Soyons honnêtes, osons le dire ! Notre parti connaît une défaillance impardonnable, un déficit préjudiciable celui de la communication. Et c'est l'essentiel !

Car comment voulez-vous que nos concitoyens comprennent si on ne leur explique pas les aléas et les contraintes dues à la flambée du prix du baril ? Car comment voulez-vous que nos concitoyens comprennent les efforts inlassables du Gouvernement pour éviter la flambée des prix des denrées de premières nécessités ?

 

Il nous faut se ressaisir. Il nous faut pratiquer une communication efficace, une communication de proximité qui expliquent et argumentent sur les tenants et les aboutissants de la politique gouvernementale. J'invite le presse du parti à se structurer pour gagner la bataille de la communication.

 

Mes Chers Camarades,

 

J'ai dit plus haut, le temps change. Voici venu le temps de la décentralisation, priorité inclassable et indépassable de mon second mandat comme je l'ai exprimé dans la feuille de route tracée au Gouvernement.

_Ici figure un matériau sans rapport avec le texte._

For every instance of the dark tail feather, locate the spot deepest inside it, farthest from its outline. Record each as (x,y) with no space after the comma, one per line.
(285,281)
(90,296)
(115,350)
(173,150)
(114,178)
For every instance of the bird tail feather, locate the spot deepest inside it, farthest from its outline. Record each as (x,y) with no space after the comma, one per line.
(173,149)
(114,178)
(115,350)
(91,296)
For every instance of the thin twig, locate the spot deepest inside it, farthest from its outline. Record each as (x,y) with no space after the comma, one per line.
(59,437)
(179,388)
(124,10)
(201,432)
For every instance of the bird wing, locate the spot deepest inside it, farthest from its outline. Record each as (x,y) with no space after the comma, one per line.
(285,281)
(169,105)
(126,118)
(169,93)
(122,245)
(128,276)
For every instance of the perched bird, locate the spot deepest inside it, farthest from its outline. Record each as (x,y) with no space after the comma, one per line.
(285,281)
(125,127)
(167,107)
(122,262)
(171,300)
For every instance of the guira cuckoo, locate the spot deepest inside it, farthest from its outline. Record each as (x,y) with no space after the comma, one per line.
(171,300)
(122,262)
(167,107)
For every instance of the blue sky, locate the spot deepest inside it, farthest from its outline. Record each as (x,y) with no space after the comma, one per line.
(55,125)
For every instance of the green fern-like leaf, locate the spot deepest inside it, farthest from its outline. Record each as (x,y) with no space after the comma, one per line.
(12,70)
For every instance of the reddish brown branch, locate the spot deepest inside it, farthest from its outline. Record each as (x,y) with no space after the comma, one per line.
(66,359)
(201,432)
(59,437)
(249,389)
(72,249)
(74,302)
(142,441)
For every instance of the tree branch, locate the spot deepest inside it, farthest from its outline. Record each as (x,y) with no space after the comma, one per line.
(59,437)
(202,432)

Là aussi, il faut s'adapter. Il faut s'adapter à cette autre façon de faire de la politique que sont les élections régionales.

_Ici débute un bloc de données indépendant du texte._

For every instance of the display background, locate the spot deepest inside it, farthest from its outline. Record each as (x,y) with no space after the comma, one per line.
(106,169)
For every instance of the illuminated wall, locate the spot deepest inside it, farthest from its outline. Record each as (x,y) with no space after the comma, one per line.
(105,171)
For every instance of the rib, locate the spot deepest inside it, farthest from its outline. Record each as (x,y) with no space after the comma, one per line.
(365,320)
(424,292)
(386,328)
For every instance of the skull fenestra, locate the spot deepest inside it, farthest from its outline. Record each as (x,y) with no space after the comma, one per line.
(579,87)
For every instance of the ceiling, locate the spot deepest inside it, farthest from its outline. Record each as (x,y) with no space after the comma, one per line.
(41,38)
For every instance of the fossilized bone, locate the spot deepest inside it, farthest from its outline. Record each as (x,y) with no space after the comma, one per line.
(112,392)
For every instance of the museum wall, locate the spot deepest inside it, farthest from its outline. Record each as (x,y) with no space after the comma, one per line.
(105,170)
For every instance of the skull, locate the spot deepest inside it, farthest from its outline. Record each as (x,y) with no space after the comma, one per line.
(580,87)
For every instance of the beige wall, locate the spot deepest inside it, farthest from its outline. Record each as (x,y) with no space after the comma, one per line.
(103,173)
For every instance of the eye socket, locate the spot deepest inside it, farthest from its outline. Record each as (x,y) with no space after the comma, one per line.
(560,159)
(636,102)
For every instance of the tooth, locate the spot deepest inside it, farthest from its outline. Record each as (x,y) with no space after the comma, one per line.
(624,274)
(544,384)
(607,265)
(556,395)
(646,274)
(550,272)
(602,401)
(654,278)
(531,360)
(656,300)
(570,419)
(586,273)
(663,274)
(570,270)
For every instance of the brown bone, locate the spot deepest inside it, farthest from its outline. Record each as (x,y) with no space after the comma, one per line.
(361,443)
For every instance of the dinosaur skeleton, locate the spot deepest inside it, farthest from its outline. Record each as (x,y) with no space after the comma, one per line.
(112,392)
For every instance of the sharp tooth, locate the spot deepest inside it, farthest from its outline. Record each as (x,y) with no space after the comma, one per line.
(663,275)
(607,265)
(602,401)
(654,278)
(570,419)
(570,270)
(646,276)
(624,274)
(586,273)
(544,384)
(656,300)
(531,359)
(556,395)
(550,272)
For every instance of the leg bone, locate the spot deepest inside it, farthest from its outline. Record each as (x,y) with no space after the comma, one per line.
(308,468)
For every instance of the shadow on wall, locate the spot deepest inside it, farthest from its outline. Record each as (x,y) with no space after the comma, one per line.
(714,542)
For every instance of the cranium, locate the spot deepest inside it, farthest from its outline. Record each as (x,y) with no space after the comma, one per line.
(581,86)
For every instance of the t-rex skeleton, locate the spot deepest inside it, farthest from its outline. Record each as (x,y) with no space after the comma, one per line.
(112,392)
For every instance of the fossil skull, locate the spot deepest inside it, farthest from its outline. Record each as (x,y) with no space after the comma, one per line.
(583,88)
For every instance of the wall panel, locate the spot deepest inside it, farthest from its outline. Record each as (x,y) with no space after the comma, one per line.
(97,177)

Il faut s'adapter à ces nouveaux enjeux locaux qui demandent une démarche novatrice. Je ne doute pas que notre partie, qui a déjà un ancrage régional de par son implantation sur tout le territoire saura relever le défi. Mais là aussi l'approche et la stratégie reste à définir. Comment réconcilier le souci d'une représentativité de proximité avec l'exigence d'une représentativité de profil et de compétence ? Comment se solidariser avec nos alliés de l'U.M.P et assurer une représentativité d'ensemble dans les parlements régionaux.

 

Voilà des questions sur lesquelles nous devons débattre et réfléchir ensemble.

 

Je vous remercie de votre attention.